Wednesday, July 13, 2011

Bash tips: copy and move files avoiding the annoying "Argument list too long"

Hello there! Today I was into an interesting situation:

First: I had more than 80,000 GENBANK (*.gb) files inside a folder in combination with 100 FASTA files (*.fa) and 100 MAFFT alignment files (*.mafft).

Second: I wanted to create separated folders and then just create a list or summary of every kind of file with a simple:

# Create a summary of every FASTA file inside this folder:

$ ls *.fa | sort > fasta_summary

Third: Yep, it worked for the FASTA files and the MAFFT ones, but my life suddenly changed when I tried to use that code line for the GENBANK files because I got this -> "Argument list too long".
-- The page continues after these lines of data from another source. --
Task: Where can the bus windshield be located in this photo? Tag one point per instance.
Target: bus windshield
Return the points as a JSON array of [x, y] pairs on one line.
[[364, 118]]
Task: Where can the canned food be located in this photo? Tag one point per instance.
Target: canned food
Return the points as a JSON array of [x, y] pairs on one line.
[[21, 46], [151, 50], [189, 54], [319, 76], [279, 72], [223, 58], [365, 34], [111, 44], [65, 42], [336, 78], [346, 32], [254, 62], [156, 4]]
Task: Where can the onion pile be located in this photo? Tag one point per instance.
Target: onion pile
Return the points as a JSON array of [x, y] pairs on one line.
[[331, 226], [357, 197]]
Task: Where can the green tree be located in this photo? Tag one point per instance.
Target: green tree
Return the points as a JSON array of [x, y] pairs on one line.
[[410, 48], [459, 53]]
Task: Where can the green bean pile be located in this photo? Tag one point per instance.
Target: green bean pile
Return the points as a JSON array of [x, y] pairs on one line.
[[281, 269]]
Ok I said, lets do it different, and finally here is the solution:

1) To create a summary of every genbank file inside the folder.

# be sure to be inside the folder with the Terminal
# Let Perl work ;)

$ perl -e 'opendir(DIR, "."); @all = grep /.gb/, readdir DIR; closedir DIR; print "@all\n";' | xargs ls > GENBANK_FILES_SUMMARY

grep/.gb/ <- Perl will look for that regular expression and list every file that have the ".gb" extension (you could  adapt the argument depending on your needs).
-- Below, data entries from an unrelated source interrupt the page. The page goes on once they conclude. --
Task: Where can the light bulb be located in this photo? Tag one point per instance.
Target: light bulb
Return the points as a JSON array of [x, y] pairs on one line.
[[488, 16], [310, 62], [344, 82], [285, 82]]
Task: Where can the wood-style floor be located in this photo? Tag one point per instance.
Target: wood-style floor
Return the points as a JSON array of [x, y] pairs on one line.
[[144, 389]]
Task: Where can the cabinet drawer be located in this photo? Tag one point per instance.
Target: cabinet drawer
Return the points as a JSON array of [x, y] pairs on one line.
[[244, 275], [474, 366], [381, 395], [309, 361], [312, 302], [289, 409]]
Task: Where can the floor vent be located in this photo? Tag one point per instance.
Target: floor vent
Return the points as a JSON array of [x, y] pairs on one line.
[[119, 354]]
2) To copy every GENBANK file to a folder called "GENBANK_FOLDER-COPY":

$ find -name "*.gb" | xargs -i cp {} GENBANK_FOLDER-COPY/

3) To move every GENBANK file to a folder called "GENBANK_FOLDER":

$ find -name "*.gb" | xargs -i mv {} GENBANK_FOLDER/

# Description of the last line:

$ find source/ -name "*.txt" | xargs -i mv {} target/ <- Where "source/" is the input path and "target/" is the output path. "-name "*.txt" is the regular expression to look up for every *.txt file inside the input folder.

Check out the "cp" argument in task #2 and "mv" argument in task #3 for copying and moving respectively.

Hope this helps someone.